Karachi-born Jews want to visit their birthplace
DUBAI: Many Karachi-born Jews, currently residing in Israel, have expressed their desire to visit their birthplace after the peace deal between the United Arab Emirates (UAE) and Israel.
Speaking with The News, Pakistani-origin Jews hoped that they would travel to their motherland after normalisation of ties as the peace deals are gaining momentum across the globe. At the time of creation of Pakistan, there were around 2,500 Jews living in Karachi only with one Synagogue named “Magen Shalom”. The synagogue was in Ranchore Lines, one of the oldest settlements in Karachi South district.
Many Karachi-born Jews speak Urdu language with clarity because they had received their education in Karachi during 50s and 60s, then moved to Israel and other parts of the world. A member of a Jewish family, Emanuel Matat told this correspondent from Israel, “Aray! Bhai Hum Ko Biryani Khilow” (Please! make Biryani for me... I would love to visit Pakistan).
The residents of the United Arab Emirates (UAE) can now directlymake a telephonic call in Israel after the UAE authorities lifted the calling restriction between two countries. Emanuel Matat also wishes to visit Karachi although it is still a dream but he has made a plan to visit Dubai soon.
59-year-old Matat migrated with a heavy heart three decades back from Pakistan. He and his 10 siblings are the only Jews he knows who were born in Pakistan. Matat’s family was the last Jewish family to leave Pakistan in the late 80s but the sweet memories of Karachi always take them to the city.
He said, “When my father got married in 1957 in Karachi, there were 600 Jewish families living in Karachi.” Matat got education from BVS School in Karachi and has wonderful memories of a peaceful multi-cultural mega city.
“My father, Rehamim, was a big businessman and he didn’t want to leave, he liked Pakistan a lot,” recalls Matat. The family was in the carpet industry and Jewish buyers from all over the world would order them.
“I would not have left Pakistan if there had been no family compulsion,” says Matat. According to Matat, there are no Jews left in Karachi and as far as Matat knows there are no Jewish communities elsewhere in Pakistan too.
Not even Karachi’s main synagogue, Magen Shalom, has survived. Built in 1893, it was destroyed in 1988 to make way for a shopping plaza. The Jewish cemetery is still there – but with no one to look after it.
Matat misses his country of birth and says if given the chance, he’d return to live in Pakistan. Matat proudly showed his old Pakistani passport where his religion “Jewish” is also written. He recalled that Jews used to gather at Karachi’s synagogue “Magen Shalom” especially on Saturdays, the Jewish holy day.
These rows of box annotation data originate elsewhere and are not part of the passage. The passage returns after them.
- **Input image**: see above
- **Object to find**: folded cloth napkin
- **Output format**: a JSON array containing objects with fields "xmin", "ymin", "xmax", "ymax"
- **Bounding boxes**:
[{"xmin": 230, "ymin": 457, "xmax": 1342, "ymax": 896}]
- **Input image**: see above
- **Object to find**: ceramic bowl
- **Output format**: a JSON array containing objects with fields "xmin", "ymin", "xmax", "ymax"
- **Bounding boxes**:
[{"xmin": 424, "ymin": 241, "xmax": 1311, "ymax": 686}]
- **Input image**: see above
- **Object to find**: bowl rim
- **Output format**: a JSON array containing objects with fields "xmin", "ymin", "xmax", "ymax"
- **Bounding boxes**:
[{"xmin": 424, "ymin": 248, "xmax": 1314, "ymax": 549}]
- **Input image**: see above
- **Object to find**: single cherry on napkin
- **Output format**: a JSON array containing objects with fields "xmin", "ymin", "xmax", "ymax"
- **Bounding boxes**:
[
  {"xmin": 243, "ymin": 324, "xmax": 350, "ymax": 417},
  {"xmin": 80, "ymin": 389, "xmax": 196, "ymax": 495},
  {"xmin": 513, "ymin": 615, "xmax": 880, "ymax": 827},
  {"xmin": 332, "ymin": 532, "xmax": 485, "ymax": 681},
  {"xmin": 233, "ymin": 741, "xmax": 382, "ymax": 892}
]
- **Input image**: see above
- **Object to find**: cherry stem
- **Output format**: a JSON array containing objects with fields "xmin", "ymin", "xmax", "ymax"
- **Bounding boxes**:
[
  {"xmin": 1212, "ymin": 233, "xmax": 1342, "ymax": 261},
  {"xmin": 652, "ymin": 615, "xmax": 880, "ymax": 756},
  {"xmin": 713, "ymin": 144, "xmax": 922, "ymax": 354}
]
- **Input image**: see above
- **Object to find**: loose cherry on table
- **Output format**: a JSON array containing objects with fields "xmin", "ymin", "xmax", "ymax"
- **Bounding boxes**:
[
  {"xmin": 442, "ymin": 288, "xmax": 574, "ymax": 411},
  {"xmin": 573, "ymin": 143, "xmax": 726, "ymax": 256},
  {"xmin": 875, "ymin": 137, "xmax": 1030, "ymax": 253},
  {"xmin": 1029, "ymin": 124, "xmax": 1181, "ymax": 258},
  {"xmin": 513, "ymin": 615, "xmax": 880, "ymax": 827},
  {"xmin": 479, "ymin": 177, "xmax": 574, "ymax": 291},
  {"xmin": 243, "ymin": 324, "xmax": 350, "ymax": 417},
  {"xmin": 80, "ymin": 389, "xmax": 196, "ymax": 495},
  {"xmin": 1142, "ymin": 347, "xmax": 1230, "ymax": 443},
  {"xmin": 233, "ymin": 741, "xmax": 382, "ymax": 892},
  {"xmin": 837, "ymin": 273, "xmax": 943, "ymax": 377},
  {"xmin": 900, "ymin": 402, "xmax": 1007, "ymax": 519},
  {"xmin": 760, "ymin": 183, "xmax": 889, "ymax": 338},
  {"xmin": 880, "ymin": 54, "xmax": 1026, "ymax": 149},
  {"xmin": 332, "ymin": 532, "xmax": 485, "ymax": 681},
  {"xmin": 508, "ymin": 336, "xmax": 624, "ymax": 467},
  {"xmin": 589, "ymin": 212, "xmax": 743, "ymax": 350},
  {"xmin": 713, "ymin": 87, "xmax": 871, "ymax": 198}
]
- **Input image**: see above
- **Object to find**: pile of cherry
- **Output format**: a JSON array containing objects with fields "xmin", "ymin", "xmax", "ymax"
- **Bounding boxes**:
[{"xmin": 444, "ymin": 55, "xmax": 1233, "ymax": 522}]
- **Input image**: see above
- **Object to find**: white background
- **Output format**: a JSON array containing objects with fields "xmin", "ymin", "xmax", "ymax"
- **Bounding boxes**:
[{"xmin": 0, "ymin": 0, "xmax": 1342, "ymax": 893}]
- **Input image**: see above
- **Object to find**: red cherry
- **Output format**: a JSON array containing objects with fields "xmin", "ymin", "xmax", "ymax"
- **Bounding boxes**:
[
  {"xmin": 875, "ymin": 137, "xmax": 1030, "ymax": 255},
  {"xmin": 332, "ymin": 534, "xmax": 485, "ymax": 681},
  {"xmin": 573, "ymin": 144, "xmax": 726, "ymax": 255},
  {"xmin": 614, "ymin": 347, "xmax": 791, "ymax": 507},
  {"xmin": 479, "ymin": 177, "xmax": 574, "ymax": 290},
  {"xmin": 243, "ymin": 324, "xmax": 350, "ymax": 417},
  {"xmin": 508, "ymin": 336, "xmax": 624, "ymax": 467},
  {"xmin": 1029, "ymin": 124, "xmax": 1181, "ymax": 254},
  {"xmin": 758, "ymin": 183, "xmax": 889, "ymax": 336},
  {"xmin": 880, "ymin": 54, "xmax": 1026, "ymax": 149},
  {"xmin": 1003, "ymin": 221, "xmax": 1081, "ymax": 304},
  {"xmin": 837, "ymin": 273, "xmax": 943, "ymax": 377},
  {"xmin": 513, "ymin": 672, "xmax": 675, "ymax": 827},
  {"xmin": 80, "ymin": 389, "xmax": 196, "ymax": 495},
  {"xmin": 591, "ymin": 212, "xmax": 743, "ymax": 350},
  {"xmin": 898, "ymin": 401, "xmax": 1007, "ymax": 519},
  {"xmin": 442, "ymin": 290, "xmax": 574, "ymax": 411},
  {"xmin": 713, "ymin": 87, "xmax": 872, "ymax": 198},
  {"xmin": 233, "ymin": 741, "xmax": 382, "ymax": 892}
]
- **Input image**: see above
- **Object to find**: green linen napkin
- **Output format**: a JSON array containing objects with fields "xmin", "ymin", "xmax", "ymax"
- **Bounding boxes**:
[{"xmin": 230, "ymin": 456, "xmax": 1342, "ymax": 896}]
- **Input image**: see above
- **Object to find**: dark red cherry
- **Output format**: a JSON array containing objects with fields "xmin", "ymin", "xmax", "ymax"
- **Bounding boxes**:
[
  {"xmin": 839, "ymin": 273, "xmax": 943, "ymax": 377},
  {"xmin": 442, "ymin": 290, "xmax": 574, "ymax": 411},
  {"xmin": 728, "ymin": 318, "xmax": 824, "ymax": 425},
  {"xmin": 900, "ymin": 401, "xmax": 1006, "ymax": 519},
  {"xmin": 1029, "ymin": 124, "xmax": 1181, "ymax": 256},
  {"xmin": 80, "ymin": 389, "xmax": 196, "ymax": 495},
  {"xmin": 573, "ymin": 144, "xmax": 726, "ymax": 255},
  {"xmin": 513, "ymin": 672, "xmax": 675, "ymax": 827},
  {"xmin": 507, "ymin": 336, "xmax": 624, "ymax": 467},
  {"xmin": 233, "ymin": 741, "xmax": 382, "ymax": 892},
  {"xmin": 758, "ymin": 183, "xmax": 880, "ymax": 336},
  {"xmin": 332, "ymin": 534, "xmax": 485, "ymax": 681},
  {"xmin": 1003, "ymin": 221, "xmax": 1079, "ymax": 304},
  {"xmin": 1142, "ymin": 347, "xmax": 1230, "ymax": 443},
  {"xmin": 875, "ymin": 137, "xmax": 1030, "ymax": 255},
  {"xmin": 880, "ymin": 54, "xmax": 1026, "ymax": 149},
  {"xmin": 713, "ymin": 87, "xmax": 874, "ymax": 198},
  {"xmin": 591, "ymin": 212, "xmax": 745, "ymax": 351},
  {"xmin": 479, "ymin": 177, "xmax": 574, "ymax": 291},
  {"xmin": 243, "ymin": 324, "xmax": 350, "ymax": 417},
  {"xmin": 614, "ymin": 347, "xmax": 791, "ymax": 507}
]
“Muslim carriage riders sometimes even didn’t take money from us,” he said about the peaceful and tolerant mega city of that time. Besides Matat, some other Jews also spoke but on condition of anonymity. They said that they spent their childhood in Karachi but now the situation had changed. They also dream of visiting Karachi some day. A few said that the graves of their ancestors and loved ones were in Karachi and they wanted to visit them. There are graves of the Jewish community in two cemeteries in Karachi.